The Department of Homeland Security is on heightened alert, watching for any election security issues.
In the last week of October, hackers targeted at least six states, attempting to get into their voter databases and election security systems, according to the Boston Globe. Some states reported they had to block more than 50,000 log-in attempts that came from foreign countries.
“The worst-case scenario is somehow a system is slowed down or brought down, or perhaps there’s some problems on election day, where voters have to wait longer,” says John Fortier, with the Bipartisan Policy Center. “But there are backup procedures and there are ways of recovering from this.”
On Tuesday, the Department of Homeland Security reassured voters that their ballots are safe.
“We have no indication of compromise of our nation’s election infrastructure that would prevent voting, change vote counts, or disrupt the ability to tally votes,” said their statement in part.
“At this stage in the election, we’re not expecting it, certainly not to effect votes, and secondly there are lots of procedures to recover from this,” Fortier explains. “If there is a problem, there is a backup, both for voters and election administrators.”
For now, the bigger concern has become misinformation online, including attempts to cause chaos and manipulate public opinion.
Read the joint statement released by the Department of Homeland Security and Department of Justice in its entirety below:
“Our agencies have been working in unprecedented ways to combat influence efforts and to support state and local officials in securing our elections, including efforts to harden election infrastructure against interference.
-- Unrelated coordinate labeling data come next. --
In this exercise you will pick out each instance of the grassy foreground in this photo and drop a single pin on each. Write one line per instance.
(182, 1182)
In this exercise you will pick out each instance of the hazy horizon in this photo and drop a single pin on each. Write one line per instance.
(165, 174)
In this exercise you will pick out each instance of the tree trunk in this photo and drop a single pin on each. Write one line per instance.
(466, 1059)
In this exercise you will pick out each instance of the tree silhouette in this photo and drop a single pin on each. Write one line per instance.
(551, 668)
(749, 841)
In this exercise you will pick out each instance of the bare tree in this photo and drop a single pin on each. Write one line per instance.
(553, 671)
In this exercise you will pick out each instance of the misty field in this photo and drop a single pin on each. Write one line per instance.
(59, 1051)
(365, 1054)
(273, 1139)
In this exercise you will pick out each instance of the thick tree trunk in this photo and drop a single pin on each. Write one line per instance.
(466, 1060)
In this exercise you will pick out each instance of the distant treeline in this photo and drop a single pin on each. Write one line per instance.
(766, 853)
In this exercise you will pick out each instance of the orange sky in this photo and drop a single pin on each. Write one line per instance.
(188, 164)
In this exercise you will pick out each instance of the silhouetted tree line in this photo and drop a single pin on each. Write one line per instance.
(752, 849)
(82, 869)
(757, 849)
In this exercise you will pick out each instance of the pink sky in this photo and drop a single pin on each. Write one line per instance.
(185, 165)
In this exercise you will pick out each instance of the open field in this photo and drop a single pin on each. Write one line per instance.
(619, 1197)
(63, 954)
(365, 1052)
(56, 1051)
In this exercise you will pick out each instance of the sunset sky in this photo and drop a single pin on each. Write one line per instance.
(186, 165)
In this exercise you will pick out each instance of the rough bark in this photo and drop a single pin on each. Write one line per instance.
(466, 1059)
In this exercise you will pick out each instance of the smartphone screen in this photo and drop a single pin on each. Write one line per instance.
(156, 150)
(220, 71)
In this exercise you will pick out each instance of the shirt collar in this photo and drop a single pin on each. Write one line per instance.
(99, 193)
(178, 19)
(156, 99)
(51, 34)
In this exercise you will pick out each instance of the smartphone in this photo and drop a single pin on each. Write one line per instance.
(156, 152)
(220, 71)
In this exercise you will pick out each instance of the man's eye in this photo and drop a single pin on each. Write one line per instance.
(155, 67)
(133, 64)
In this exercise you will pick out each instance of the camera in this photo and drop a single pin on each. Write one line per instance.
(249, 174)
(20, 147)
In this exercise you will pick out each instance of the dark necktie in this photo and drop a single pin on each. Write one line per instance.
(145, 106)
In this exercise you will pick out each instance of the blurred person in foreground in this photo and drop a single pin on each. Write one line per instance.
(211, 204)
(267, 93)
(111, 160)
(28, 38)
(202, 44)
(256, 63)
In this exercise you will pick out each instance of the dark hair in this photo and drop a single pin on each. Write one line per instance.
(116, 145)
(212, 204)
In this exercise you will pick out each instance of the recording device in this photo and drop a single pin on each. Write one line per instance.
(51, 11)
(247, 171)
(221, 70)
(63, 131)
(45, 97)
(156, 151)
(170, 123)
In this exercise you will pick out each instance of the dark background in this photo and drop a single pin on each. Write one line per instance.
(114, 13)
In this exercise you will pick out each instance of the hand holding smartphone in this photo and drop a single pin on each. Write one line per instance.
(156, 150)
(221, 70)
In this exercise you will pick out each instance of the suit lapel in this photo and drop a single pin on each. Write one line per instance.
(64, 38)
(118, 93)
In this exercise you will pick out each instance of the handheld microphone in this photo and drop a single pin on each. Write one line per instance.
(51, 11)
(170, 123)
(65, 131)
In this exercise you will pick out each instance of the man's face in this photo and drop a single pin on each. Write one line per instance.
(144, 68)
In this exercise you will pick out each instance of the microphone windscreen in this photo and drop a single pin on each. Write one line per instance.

Our goal is clear: ensure every vote is counted and counted correctly. At this time we have no indication of compromise of our nation’s election infrastructure that would prevent voting, change vote counts, or disrupt the ability to tally votes.”
“But Americans should be aware that foreign actors – and Russia in particular – continue to try to influence public sentiment and voter perceptions through actions intended to sow discord. They can do this by spreading false information about political processes and candidates, lying about their own interference activities, disseminating propaganda on social media, and through other tactics. The American public can mitigate these efforts by remaining informed, reporting suspicious activity, and being vigilant consumers of information, as discussed below.”
“The United States will not tolerate foreign interference in our elections from Russia, China, Iran, or other nations. As noted in a joint statement on October 19, 2018, such actions are a threat to our democracy, and identifying and preventing this interference is one of our highest priorities. On September 12, President Trump signed an executive order that makes clear the U.S. government will not hesitate to defend our electoral processes or punish those who attempt to undermine them.”
“Our agencies have been making preparations for nearly two years in advance of these elections and are closely engaged with officials on the ground to help them ensure the voting process is secure. Americans can rest assured that we will continue to stay focused on this mission long after polls have closed.”